Il filo conduttore dei due brani è senz’altro il gusto nella scelta dei suoni, che riescono a raccontare due testi completamente diversi tra loro. Poi, come mi ha detto un caro amico che è sempre molto sincero con me, nei miei pezzi – e anche in quello che faccio in generale – c’è sempre un lato nostalgico. Ed effettivamente è un qualcosa che si avverte. Non sto parlando di un lato dark, ma di una sorta di DNA che mi ricorda l’impronta musicale da cui sono nato. Ecco il perché di questo pizzico di malinconia: voglio sempre ricordarmi che sono anche quella roba li.

Come nasce un brano di DJ Aladyn?

Parto sempre da un “campione” per sviluppare poi le mie idee lasciando spazio alla creatività. Arrivando dal mondo rap/hip hop mi è sempre piaciuto questo tipo di approccio che poi ti porta a cucire su misura un vestito sonoro. A volte capita anche che il sample di partenza venga eliminato. Ma comunque mi piace partire da lì, come fosse un big bang da cui prende forma il brano.

Quali sono i migliori posti a Milano dove comprare dischi e perchè?

Mi sento di consigliarne uno che poi è il mio preferito ed è quello dove vado sempre. Si chiama Bloodbuster ed è in Via Panfilo Castaldi (zona Porta Venezia). Lì acquisto vinili di colonne sonore (le mie preferite), libri, action-figures, maschere, vhs (anche usati), dvd. E’ un vero paradiso per i collezionisti come me che amano i film “dalla B alla Z”, come recita il motto del negozio: horror, poliziotteschi, commedia all’italiana. Una chicca dietro l’altra.

Come stai vivendo questo periodo di rinascita?

Fortunatamente posso dire di esserci sempre stato. La vera “rinascita”, per me, è stata quella di diventare padre 5 cinque anni fa con l’arrivo della piccola Linda. Da lì è cambiata proprio la mia visione della vita, ma questo lo capisci solo quando ti nasce un figlio. Linda nella mia vita ha portato solo benefici, al mio lavoro e alle mie passioni, aiutandomi ad allargare la visione a 360 gradi. Prima, per esempio, ero più focalizzato sull’idea di skratch e mixaggio. Adesso, invece, mi sono applicato allo studio dei sintetizzatori e di software per la produzione.
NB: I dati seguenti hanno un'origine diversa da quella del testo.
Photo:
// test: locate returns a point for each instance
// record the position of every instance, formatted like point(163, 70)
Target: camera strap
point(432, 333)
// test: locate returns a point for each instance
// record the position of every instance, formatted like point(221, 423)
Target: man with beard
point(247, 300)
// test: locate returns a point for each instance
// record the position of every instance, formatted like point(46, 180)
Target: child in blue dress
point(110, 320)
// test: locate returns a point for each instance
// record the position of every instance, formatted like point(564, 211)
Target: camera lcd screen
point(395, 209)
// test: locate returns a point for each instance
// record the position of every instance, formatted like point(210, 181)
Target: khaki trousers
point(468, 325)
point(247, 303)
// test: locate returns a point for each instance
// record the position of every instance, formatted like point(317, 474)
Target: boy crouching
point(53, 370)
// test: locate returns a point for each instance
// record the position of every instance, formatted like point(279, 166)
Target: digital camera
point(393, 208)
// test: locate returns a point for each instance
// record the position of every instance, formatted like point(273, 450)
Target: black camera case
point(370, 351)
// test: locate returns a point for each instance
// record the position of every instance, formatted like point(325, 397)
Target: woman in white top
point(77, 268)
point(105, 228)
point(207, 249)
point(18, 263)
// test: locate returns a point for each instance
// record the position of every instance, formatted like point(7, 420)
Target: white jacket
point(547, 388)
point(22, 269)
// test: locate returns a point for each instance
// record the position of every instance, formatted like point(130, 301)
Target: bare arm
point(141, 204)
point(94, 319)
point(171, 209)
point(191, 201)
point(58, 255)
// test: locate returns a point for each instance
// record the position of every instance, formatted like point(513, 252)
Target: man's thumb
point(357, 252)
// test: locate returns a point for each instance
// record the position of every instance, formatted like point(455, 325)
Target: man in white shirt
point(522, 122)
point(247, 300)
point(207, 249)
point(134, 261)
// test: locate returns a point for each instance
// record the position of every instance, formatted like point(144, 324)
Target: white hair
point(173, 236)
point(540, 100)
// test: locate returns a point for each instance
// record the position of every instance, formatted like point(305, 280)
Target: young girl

Non faccio più gare, anche se mi piace sempre molto guardarle, ma preferisco però assecondare i cambiamenti e ballarci dentro per poter crescere ancora di più.

E adesso?

Al momento sono focalizzato sul nuovo album che sarà pronto tra la fine del 2021 e l’inizio del 2022. Nel frattempo sono usciti due singoli (Paradise Lost e Summer Night) e per dopo l’estate è in programma l’uscita di un nuovo singolo. In questo periodo, invece, sono chiuso nel mio studio dove sto lavorando ai pezzi, e posso anticipare checi saranno sicuramente altre collaborazioni al di fuori del disco con diversi personaggi in ambito italiano.